MEMÓRIAS DA ESCOLA PRIMÁRIA


Memórias guardadas do tempo da primária, onde na escola primária de Campo de Besteiros brincava-se sem preocupações, mesmo num país que ainda não tinha desfrutado da aurora da liberdade. Um muro, não como o muro de Berlim separava o recreio dos rapazes do recreio das raparigas. As turmas eram mistas, mas na hora do recreio cada grupo ocupava o seu espaço. Nada de misturas, porque a moral e os bons costumes assim o exigiam.
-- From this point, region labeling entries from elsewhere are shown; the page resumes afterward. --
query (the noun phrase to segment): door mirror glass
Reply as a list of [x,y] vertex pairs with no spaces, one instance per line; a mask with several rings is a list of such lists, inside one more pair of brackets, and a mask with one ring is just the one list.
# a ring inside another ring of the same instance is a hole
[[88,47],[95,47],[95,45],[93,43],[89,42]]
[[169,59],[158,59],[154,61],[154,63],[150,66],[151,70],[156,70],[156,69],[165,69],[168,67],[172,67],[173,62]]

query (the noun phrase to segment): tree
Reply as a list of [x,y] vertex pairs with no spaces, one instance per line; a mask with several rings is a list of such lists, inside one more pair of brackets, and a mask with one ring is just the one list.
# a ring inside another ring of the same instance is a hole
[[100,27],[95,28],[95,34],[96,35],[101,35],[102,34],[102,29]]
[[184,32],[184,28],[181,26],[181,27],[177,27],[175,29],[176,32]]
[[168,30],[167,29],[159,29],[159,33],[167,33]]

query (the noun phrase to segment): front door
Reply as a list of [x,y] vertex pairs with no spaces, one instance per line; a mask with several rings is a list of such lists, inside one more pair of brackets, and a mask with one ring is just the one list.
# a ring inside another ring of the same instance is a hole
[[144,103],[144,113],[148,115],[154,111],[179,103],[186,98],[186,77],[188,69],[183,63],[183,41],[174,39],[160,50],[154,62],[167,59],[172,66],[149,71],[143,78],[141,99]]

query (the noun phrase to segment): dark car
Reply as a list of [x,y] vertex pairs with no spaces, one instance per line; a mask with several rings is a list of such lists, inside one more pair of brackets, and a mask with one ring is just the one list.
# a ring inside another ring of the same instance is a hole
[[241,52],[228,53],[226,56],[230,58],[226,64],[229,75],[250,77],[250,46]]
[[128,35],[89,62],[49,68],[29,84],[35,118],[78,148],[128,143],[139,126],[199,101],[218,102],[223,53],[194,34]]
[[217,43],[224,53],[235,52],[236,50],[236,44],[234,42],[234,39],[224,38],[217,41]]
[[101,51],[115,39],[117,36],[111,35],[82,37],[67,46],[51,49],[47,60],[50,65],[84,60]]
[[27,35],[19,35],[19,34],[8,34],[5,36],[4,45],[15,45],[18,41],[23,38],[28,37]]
No espaço reservado aos rapazes brincava-se aos cobóis e os índios aproveitando os arbustos para nos escondermos dos nossos inimigos. Outras vezes, quando as professoras deixavam, disputavam-se partidas de futebol como autênticos derbies nacionais que escutávamos na rádio, nas tardes de domingo entre o Sporting e o Benfica. Hoje, a televisão, as diferentes horas dos jogos retirou aquela magia dos relatos, aquela magia dos quase golos transformados em bola fora. Rasgavam-se os joelhos, nas pedras e areias do recreio, sujavam-se os calções, esmurravam-se os sapatos, porque isso de sapatilha era coisa de menino rico. Mais tarde de bata vestida, todos ficavam iguais preparados para lição e sempre com temor da menina-de-cinco-olhos. O WC, ou casa de banho, ou então em termos bem portugueses a retrete ou então a latrina era a famosa aquela de buraco no chão, que vendo bem as coisas não criava grandes problemas de higiene.
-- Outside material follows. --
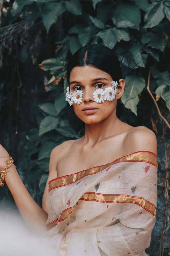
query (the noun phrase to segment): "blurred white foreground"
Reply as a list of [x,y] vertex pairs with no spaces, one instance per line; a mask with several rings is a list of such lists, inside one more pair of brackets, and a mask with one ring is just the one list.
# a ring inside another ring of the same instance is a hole
[[2,207],[2,203],[1,201],[0,256],[56,256],[54,249],[48,247],[47,240],[35,237],[28,230],[18,211],[9,207]]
De tarde regressava-se a casa como um autênticos bandos de pardalitos, mas sem antes de se correr à pedrada os da Ladeira. Autêntica intifada e vá lá compreender-se porquê. De dia amigos, de tarde separavam-se as águas e os territórios.
Crescia-se feliz, tinha-se a rua como segundo lar, onde se jogava a bola, ao botão, ao ferro, ao pião. Rasgavam-se os joelhos, lavava-se com água, mas logo a seguir estava-se pronto para outra, porque a brincadeira não esperava. Por vezes partia-se um vidro, e então ficava-se sem a bola, e aí nada nos livrava do castigo. Não ficávamos traumatizados, nem a precisar de acompanhamento psicológico. Enfim, outros tempos.
Nas caminhadas comiam-se amoras, que manjar dos deuses que nos nossos dias são frutos silvestres de compotas e de pratos de requinte. Nos pinhais apanhavam-se os pinhões, e nos pomares não se desperdiçava as laranjas, ou as tangerinas.
O tempo corria de devagar, mesmo muito devagar. O mundo estava mais distante, no horizonte tinha-se a guerra colonial. Outros tempos, velhos tempos.
Brevemente chegará o centro escolar, novas instalações, nos terrenos da Escola Básica de Campo de Besteiros. Podemos dizer, nos terrenos onde deveria ter sido construída a Escola Secundária.